Libya's UN-recognised unity government on Friday urged five "friendly countries" to implement military deals as it seeks to repel the forces of an eastern-based strongman fighting to seize the capital.
The call came a day after the Government of National Accord (GNA) approved the activation of such a deal with Ankara, paving the way for a bigger Turkish role eight months into Haftar's offensive.
Mired in chaos since the NATO-backed uprising that toppled and killed dictator Muammar Gaddafi eight years ago, the North African country has become split between bitterly opposed administrations in the east and west -- each backed by outside powers.
Tripoli-based GNA head Fayez al-Sarraj sent letters to the leaders of the United States, Britain, Italy, Algeria and Turkey, urging them to "activate security cooperation deals", his office said in a statement.
The aim is to help the GNA "face aggression against the Libyan capital... by any armed group operating outside the legitimacy of the state, to preserve social peace and achieve stability in Libya," he said.
The United Arab Emirates and Egypt have assisted Haftar while both Turkey and Qatar openly support the GNA.
Haftar's April push to seize Tripoli from "terrorists" backing the GNA made early gains but has stalled on the edges of the capital in a bloody stalemate.
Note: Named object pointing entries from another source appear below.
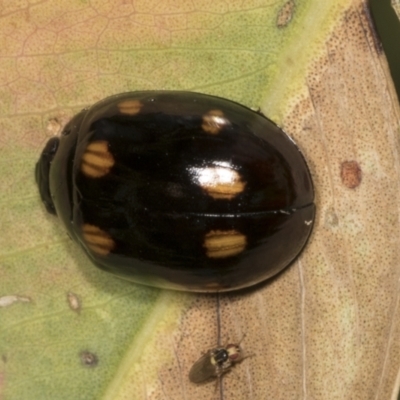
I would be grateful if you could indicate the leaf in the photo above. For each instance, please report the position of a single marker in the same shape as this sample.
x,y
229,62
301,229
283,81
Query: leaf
x,y
325,328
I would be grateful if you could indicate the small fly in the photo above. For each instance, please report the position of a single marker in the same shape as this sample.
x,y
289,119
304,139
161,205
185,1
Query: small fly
x,y
215,363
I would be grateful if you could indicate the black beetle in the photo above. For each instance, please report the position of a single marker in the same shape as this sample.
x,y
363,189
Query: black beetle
x,y
179,190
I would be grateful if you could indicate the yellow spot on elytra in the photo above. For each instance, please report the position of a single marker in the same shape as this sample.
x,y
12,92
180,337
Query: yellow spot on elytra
x,y
214,121
222,244
97,160
99,241
130,107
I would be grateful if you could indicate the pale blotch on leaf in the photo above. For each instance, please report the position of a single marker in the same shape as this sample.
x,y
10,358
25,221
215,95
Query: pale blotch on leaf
x,y
88,359
73,301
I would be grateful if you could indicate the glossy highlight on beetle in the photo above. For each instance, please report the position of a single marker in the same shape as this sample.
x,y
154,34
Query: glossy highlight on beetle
x,y
179,190
215,363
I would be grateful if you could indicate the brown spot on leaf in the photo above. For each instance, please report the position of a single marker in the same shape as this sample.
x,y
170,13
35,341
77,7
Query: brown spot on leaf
x,y
351,174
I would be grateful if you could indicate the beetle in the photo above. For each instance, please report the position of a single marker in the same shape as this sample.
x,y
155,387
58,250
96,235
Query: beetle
x,y
179,190
215,362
According to the latest UN figures on Friday, the fighting has left at least 284 civilians dead and 363 wounded since the April 4 start of the armed conflict that has forced more than 140,000 Libyans to flee their homes.
Following the GNA's announcement over Turkey, the United Nations' mission in Libya, UNSMIL, renewed its call for a political solution to the conflict.
"UNSMIL regrets the recent developments: military escalation, growing foreign interference in Libya & exchange of treason accusations by Libyan parties, which put the unity of Libya at risk," it tweeted overnight.
Sarraj also called for help to battle the Islamic State group and Al-Qaeda, saying Haftar's offensive had given the jihadist groups "the appropriate opportunity and environment" for a resurgence in Libya.
IS was pushed out of its stronghold Sirte by forces loyal to the GNA in December 2016.
But despite losing its main territory, east of Tripoli, the group has repeatedly shown itself capable of launching deadly attacks.
Sarraj also called for greater cooperation in the fight against organised crime and to prevent irregular migration.